“Stand By Your Man.” “Your Good Girl’s Gonna Go Bad.” “D-I-V-O-R-C-E.” Country singer Tammy Wynette (1942-1998), who made these songs huge hits, was born Virginia Wynette Pugh 82 years ago today.
Tàmhas is a Scottish Gaelic form of Thomas (Aramaic “twin”). Lavinia Derwent’s children’s stories about slippery talking fish “Tammy Troot” have helped keep Tammy a male nickname for Thomas in Scotland.
In medieval England, Thomasin, a feminine form of Thomas, developed into Tamsin, which remained popular in southwestern England long after disappearing elsewhere.

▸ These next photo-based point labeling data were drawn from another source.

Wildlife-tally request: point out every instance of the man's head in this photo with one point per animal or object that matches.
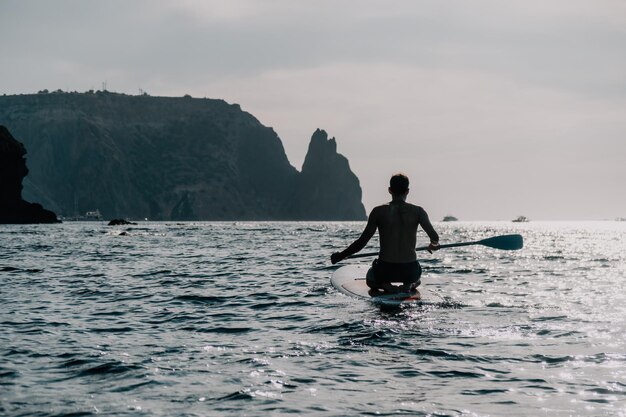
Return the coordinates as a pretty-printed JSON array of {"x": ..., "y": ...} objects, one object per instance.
[{"x": 399, "y": 185}]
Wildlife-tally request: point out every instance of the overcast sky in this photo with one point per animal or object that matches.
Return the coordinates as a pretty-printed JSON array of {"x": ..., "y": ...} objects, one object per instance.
[{"x": 493, "y": 108}]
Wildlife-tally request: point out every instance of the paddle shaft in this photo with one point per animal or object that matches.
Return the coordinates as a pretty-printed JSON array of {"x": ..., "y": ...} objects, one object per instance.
[
  {"x": 448, "y": 245},
  {"x": 507, "y": 242}
]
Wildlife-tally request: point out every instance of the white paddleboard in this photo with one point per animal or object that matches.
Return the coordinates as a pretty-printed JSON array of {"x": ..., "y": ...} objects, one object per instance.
[{"x": 350, "y": 280}]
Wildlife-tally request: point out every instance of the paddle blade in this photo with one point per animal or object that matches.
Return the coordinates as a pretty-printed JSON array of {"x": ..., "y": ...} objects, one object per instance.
[{"x": 506, "y": 242}]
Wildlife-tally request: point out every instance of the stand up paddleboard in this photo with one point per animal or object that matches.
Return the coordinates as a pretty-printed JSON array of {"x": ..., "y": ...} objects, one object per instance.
[{"x": 350, "y": 280}]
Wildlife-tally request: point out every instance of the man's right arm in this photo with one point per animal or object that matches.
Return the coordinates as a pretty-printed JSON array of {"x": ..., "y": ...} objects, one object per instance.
[
  {"x": 360, "y": 243},
  {"x": 429, "y": 229}
]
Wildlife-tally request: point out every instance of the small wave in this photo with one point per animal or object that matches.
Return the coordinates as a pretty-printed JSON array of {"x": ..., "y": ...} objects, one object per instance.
[
  {"x": 455, "y": 374},
  {"x": 14, "y": 269},
  {"x": 202, "y": 299},
  {"x": 226, "y": 330},
  {"x": 108, "y": 368}
]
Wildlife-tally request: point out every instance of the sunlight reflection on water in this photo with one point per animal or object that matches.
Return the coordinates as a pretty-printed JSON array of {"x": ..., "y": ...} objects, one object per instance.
[{"x": 225, "y": 318}]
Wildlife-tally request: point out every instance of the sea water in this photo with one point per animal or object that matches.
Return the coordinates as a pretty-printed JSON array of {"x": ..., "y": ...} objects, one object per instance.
[{"x": 240, "y": 319}]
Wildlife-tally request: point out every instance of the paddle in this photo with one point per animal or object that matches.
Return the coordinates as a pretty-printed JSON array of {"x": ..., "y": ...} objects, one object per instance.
[{"x": 504, "y": 242}]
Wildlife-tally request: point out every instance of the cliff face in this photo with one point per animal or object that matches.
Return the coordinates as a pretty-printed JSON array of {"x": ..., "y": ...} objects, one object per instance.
[
  {"x": 329, "y": 189},
  {"x": 162, "y": 158},
  {"x": 12, "y": 171}
]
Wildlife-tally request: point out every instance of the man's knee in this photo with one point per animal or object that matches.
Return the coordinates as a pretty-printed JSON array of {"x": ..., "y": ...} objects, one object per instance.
[{"x": 370, "y": 278}]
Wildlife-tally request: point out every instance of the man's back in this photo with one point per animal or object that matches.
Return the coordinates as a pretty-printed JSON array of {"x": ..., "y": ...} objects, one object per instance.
[{"x": 397, "y": 224}]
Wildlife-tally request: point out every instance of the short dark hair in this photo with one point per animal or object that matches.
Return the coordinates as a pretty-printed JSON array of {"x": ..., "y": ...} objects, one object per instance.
[{"x": 399, "y": 184}]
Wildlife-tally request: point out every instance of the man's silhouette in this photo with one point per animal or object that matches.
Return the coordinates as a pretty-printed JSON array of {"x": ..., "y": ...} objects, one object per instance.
[{"x": 397, "y": 223}]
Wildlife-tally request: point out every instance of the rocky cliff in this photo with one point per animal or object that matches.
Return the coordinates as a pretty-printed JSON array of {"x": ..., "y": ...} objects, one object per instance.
[
  {"x": 167, "y": 158},
  {"x": 13, "y": 209}
]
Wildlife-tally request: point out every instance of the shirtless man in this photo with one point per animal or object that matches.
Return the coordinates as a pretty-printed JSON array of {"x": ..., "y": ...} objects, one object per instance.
[{"x": 397, "y": 224}]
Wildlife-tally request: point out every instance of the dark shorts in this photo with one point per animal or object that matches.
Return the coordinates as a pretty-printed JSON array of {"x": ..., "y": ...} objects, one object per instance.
[{"x": 388, "y": 272}]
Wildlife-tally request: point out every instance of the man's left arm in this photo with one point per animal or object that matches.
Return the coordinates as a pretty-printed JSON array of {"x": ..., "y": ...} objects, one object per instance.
[{"x": 358, "y": 244}]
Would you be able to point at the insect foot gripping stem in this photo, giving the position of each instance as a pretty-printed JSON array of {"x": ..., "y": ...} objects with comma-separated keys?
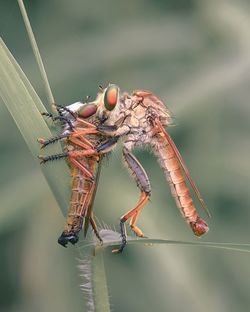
[
  {"x": 199, "y": 227},
  {"x": 68, "y": 237}
]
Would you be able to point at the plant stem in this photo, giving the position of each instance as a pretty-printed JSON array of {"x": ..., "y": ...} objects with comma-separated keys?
[
  {"x": 100, "y": 288},
  {"x": 36, "y": 53}
]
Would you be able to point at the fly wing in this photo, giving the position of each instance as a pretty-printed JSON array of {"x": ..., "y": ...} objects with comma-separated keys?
[
  {"x": 181, "y": 161},
  {"x": 96, "y": 170}
]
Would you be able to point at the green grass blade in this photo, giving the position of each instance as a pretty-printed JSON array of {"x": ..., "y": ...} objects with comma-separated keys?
[
  {"x": 36, "y": 52},
  {"x": 112, "y": 239},
  {"x": 25, "y": 107}
]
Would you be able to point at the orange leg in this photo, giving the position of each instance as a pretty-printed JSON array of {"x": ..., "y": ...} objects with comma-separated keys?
[
  {"x": 76, "y": 154},
  {"x": 82, "y": 142},
  {"x": 94, "y": 227},
  {"x": 86, "y": 123},
  {"x": 84, "y": 170},
  {"x": 84, "y": 132},
  {"x": 134, "y": 214}
]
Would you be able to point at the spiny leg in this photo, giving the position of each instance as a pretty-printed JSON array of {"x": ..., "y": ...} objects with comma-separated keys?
[
  {"x": 44, "y": 159},
  {"x": 143, "y": 183}
]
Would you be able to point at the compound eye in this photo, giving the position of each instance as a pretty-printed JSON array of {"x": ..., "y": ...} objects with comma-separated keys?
[
  {"x": 87, "y": 110},
  {"x": 111, "y": 97}
]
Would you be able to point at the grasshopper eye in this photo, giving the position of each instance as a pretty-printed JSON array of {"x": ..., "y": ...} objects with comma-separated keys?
[
  {"x": 111, "y": 97},
  {"x": 87, "y": 110}
]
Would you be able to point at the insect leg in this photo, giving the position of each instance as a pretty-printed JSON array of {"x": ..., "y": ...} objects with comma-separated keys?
[
  {"x": 143, "y": 183},
  {"x": 59, "y": 117},
  {"x": 44, "y": 159},
  {"x": 52, "y": 140},
  {"x": 94, "y": 227}
]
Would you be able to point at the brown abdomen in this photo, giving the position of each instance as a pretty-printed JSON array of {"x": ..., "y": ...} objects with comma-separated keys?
[{"x": 174, "y": 175}]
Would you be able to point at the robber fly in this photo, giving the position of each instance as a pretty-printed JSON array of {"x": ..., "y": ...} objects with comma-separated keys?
[{"x": 140, "y": 119}]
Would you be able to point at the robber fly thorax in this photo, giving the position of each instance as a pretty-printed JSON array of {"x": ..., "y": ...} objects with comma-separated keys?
[{"x": 141, "y": 119}]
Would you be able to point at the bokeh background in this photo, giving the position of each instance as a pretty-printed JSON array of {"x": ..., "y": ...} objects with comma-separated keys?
[{"x": 195, "y": 55}]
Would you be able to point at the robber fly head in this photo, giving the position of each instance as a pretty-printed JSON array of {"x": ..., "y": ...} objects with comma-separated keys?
[{"x": 107, "y": 100}]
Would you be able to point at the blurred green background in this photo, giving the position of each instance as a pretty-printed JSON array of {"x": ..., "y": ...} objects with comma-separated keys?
[{"x": 195, "y": 55}]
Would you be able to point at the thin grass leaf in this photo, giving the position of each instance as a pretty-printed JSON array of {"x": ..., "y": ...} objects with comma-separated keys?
[
  {"x": 112, "y": 239},
  {"x": 36, "y": 52},
  {"x": 25, "y": 107}
]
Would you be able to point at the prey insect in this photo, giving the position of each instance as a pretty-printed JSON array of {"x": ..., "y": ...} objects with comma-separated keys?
[
  {"x": 81, "y": 139},
  {"x": 139, "y": 119}
]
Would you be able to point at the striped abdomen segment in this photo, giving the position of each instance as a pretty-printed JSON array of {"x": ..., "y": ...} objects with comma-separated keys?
[
  {"x": 80, "y": 193},
  {"x": 175, "y": 177}
]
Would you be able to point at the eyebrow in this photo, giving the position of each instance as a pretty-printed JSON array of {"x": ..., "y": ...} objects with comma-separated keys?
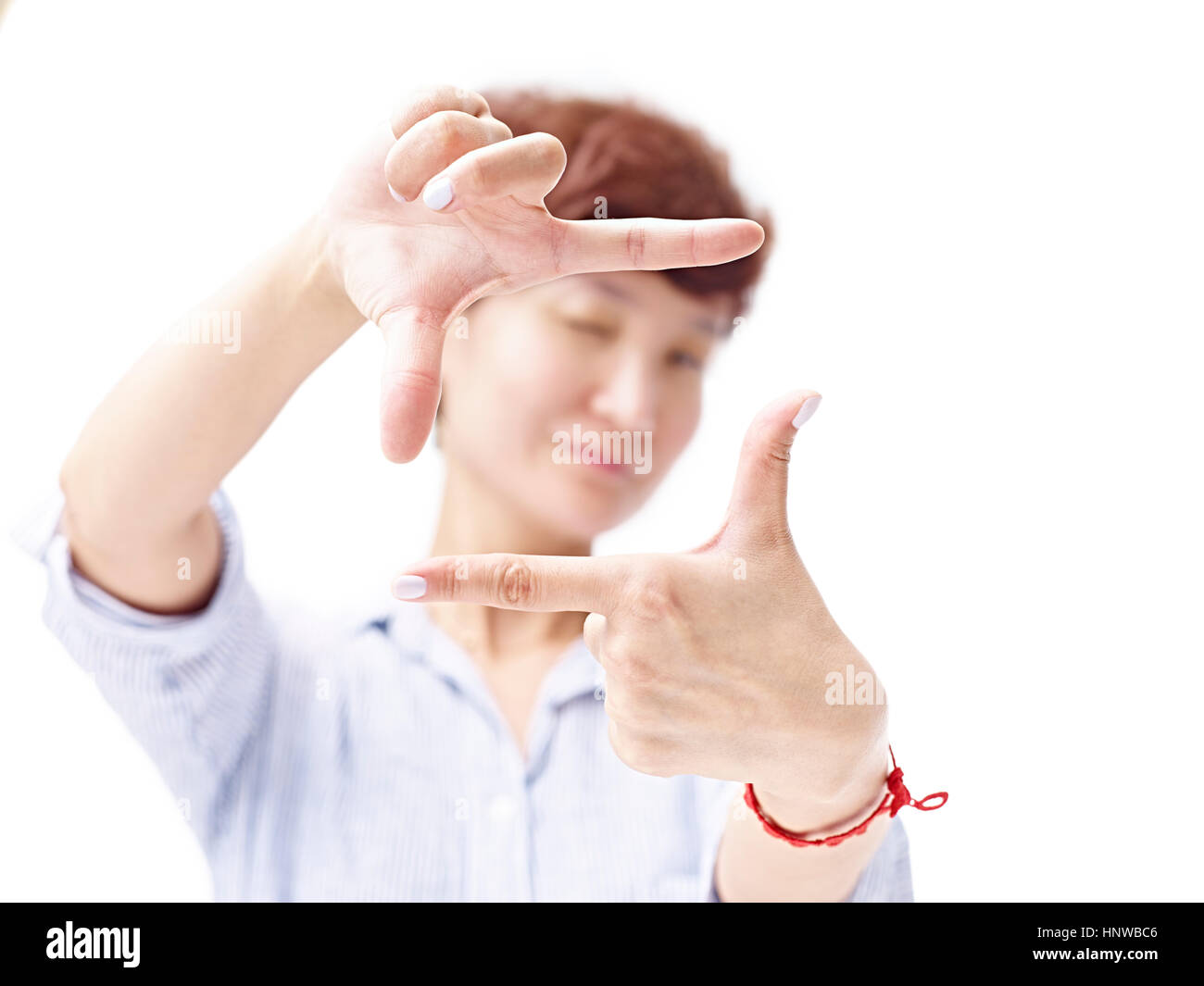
[{"x": 710, "y": 327}]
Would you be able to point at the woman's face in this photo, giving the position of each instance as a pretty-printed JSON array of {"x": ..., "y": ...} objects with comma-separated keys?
[{"x": 572, "y": 399}]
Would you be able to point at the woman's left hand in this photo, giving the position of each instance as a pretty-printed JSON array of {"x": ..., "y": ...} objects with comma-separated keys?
[{"x": 721, "y": 661}]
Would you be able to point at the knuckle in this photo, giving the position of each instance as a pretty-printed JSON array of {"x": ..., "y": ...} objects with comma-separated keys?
[
  {"x": 636, "y": 243},
  {"x": 650, "y": 597},
  {"x": 516, "y": 583},
  {"x": 550, "y": 152}
]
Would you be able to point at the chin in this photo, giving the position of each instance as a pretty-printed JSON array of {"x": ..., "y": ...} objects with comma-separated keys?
[{"x": 583, "y": 512}]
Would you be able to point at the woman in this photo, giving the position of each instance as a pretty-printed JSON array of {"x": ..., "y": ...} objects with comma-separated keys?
[{"x": 528, "y": 722}]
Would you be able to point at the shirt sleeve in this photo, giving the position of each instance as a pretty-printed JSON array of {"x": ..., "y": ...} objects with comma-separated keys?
[
  {"x": 192, "y": 689},
  {"x": 887, "y": 876}
]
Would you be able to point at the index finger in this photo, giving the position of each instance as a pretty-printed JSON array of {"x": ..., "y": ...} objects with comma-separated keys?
[
  {"x": 534, "y": 583},
  {"x": 426, "y": 101},
  {"x": 654, "y": 244}
]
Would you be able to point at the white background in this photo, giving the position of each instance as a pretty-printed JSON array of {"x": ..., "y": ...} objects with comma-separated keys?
[{"x": 991, "y": 233}]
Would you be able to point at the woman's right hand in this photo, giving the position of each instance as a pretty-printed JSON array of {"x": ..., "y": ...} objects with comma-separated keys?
[{"x": 413, "y": 267}]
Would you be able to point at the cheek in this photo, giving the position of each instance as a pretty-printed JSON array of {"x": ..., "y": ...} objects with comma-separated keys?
[
  {"x": 508, "y": 384},
  {"x": 677, "y": 425}
]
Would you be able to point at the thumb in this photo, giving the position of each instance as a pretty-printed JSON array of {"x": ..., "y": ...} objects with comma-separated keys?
[
  {"x": 759, "y": 496},
  {"x": 410, "y": 380}
]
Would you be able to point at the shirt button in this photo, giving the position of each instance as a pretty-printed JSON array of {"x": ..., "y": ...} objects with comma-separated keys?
[{"x": 502, "y": 808}]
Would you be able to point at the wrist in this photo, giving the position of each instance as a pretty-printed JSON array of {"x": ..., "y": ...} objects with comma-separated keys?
[
  {"x": 823, "y": 809},
  {"x": 314, "y": 281}
]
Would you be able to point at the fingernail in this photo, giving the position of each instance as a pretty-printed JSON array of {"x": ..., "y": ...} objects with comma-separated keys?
[
  {"x": 808, "y": 408},
  {"x": 438, "y": 193},
  {"x": 408, "y": 586}
]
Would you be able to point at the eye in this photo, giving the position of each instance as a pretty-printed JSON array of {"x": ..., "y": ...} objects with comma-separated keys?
[{"x": 685, "y": 359}]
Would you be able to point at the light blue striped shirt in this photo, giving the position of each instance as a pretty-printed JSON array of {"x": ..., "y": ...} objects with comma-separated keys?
[{"x": 369, "y": 761}]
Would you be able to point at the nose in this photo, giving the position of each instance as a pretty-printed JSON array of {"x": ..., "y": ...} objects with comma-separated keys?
[{"x": 627, "y": 393}]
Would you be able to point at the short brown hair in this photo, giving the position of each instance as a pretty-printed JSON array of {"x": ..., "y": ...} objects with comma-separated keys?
[{"x": 645, "y": 164}]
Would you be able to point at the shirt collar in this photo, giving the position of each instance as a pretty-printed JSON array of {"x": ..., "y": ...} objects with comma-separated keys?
[{"x": 420, "y": 638}]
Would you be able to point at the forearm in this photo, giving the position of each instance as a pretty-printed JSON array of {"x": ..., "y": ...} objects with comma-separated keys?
[
  {"x": 163, "y": 440},
  {"x": 755, "y": 866}
]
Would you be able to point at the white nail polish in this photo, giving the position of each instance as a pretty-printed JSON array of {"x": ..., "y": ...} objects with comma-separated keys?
[
  {"x": 408, "y": 586},
  {"x": 806, "y": 411},
  {"x": 437, "y": 194}
]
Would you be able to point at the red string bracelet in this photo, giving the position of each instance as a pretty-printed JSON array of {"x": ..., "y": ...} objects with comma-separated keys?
[{"x": 897, "y": 797}]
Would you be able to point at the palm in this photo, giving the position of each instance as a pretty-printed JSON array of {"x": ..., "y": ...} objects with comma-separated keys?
[{"x": 413, "y": 269}]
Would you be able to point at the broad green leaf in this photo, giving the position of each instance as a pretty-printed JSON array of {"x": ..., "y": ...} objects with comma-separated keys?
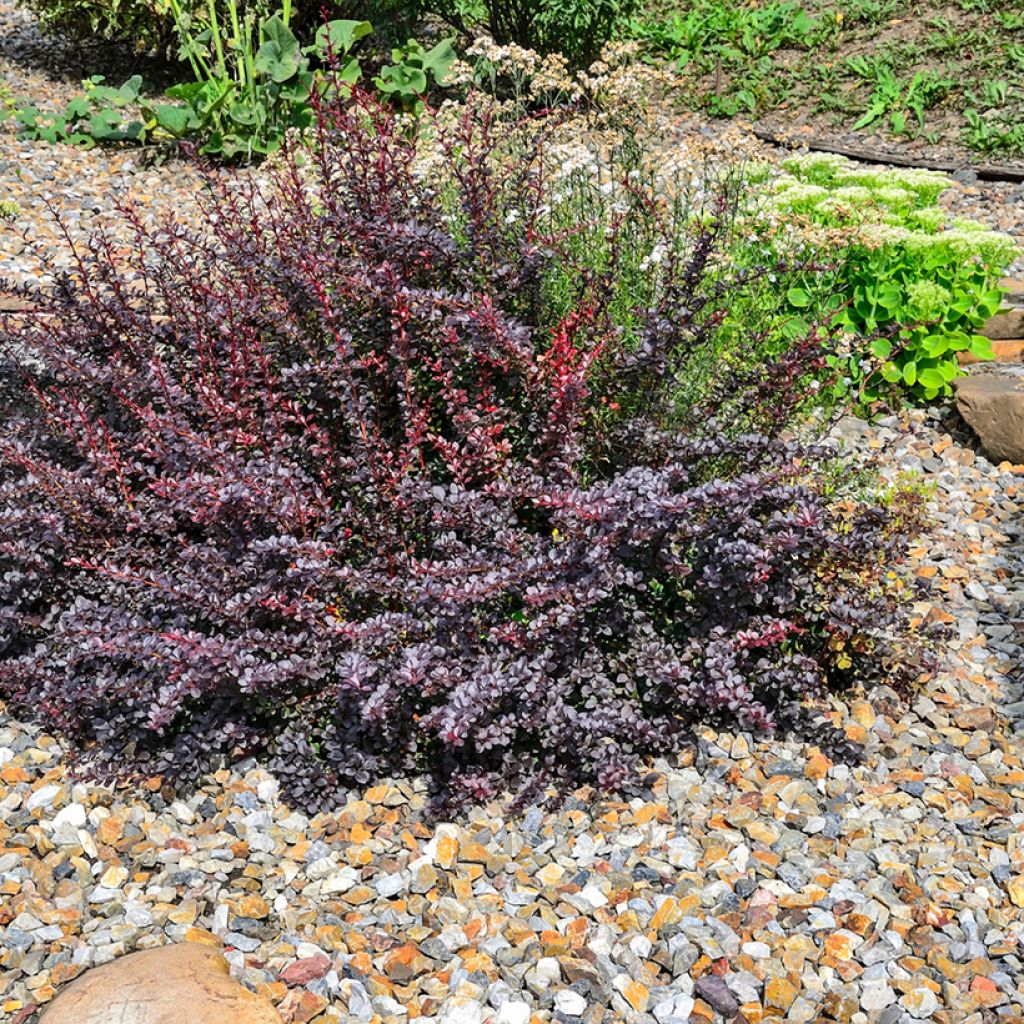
[
  {"x": 280, "y": 56},
  {"x": 339, "y": 37},
  {"x": 438, "y": 60}
]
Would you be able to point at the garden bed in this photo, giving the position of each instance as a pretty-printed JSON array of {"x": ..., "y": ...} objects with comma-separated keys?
[
  {"x": 754, "y": 873},
  {"x": 768, "y": 878}
]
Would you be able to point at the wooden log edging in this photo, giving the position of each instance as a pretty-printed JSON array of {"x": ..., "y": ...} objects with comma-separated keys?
[{"x": 987, "y": 172}]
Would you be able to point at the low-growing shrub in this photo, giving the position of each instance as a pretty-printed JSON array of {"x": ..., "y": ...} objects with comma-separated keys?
[
  {"x": 378, "y": 472},
  {"x": 925, "y": 282}
]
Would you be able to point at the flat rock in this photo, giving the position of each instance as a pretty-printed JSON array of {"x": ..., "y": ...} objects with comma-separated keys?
[
  {"x": 176, "y": 984},
  {"x": 993, "y": 406},
  {"x": 1009, "y": 324}
]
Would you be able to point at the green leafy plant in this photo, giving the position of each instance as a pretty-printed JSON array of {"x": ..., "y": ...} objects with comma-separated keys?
[
  {"x": 100, "y": 114},
  {"x": 911, "y": 289},
  {"x": 991, "y": 133},
  {"x": 252, "y": 83},
  {"x": 577, "y": 29},
  {"x": 891, "y": 96},
  {"x": 710, "y": 31},
  {"x": 406, "y": 81},
  {"x": 146, "y": 23}
]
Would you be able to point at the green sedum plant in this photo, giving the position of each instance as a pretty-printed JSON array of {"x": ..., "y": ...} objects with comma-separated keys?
[{"x": 919, "y": 285}]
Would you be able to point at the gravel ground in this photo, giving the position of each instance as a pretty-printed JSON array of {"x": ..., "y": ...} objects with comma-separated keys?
[
  {"x": 756, "y": 878},
  {"x": 80, "y": 185}
]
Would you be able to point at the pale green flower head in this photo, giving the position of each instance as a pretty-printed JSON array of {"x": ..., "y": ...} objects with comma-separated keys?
[
  {"x": 799, "y": 197},
  {"x": 930, "y": 219}
]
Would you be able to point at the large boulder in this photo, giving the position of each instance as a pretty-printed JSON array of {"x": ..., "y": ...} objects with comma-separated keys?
[
  {"x": 993, "y": 406},
  {"x": 179, "y": 984}
]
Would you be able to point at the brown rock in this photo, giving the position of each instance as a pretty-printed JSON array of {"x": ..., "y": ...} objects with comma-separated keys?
[
  {"x": 301, "y": 972},
  {"x": 993, "y": 406},
  {"x": 179, "y": 984},
  {"x": 1009, "y": 324},
  {"x": 1004, "y": 350}
]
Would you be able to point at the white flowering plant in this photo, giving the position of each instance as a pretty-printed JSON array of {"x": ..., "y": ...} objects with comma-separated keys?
[{"x": 918, "y": 285}]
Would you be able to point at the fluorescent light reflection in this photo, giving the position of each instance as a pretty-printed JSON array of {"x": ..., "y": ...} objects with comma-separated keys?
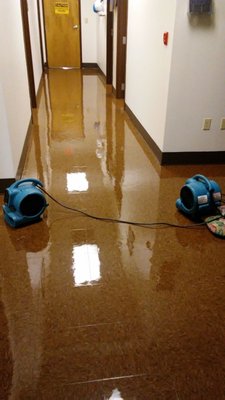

In 1841, England’s first census found 68 female Tammys, all but one born in southwestern England’s Devon or Cornwall. Though Tammy might also come from Old Testament name Tamar (Hebrew “date palm”), only three of England’s 840 Tamars in 1841 were born in Devon and none in Cornwall, so Tammy was surely from Tamsin there.
In 1850, the first United States census listing all free residents’ names found 79 female Tammys. Checking other records on Ancestry.com, some Tammys were Tamsins, but others, especially in New England, were officially Tamar, Tama or Tamma — the last two perhaps from how Tamar was said in 19th century New England accents.
Many of 1850’s Tammys, though, are “Tammy” everywhere, including on their tombstones.
When Social Security’s baby name data starts in 1880, not even five Tammys a year were being born. In the 1920s Tamara, Slavic version of Tamar, began appearing. Perhaps this brought Tammy back in 1934, when five arrived.
Tammy slowly grew along with Tamara, reaching the top thousand in 1947. Then in 1948, Cid Ricketts Sumner published novel “Tammy Out of Time,” about a rural Mississippi girl falling in love with a professor’s son whose plane crashes nearby.
Tammy says her full name is Tambrey, found in the book “Ladies’ Names and their Significance together with their Floral Emblems,” which says “Tambrey or Ambrey. Significance — immortal. Floral emblem — amaranth.”
In 1852 Sarah Carter published “Lexicon of Ladies’ Names With Their Floral Emblems,” one of the first American name books, which has just such an entry for Ambry — but Tambrey is purely Sumner’s invention.
In 1957 the novel became film “Tammy and the Bachelor” starring Debbie Reynolds. Its theme song, where Tammy’s “heart beats so joyfully, you’d think that he could hear,” was a hit for both Reynolds and the Ames Brothers, whose version was heard during the credits. Soon book and movie sequels appeared.
There were 256 Tammys born in 1956, and 9,987 in 1958 — over 39 times more. Tammy peaked in 1968, when 20,060 arrived, ranking it eighth. When spellings Tammie, Tami, Tammi and Tamie are added in, it ranked fifth. Tamara also took a big jump, though Tammy vaulted over it in popularity.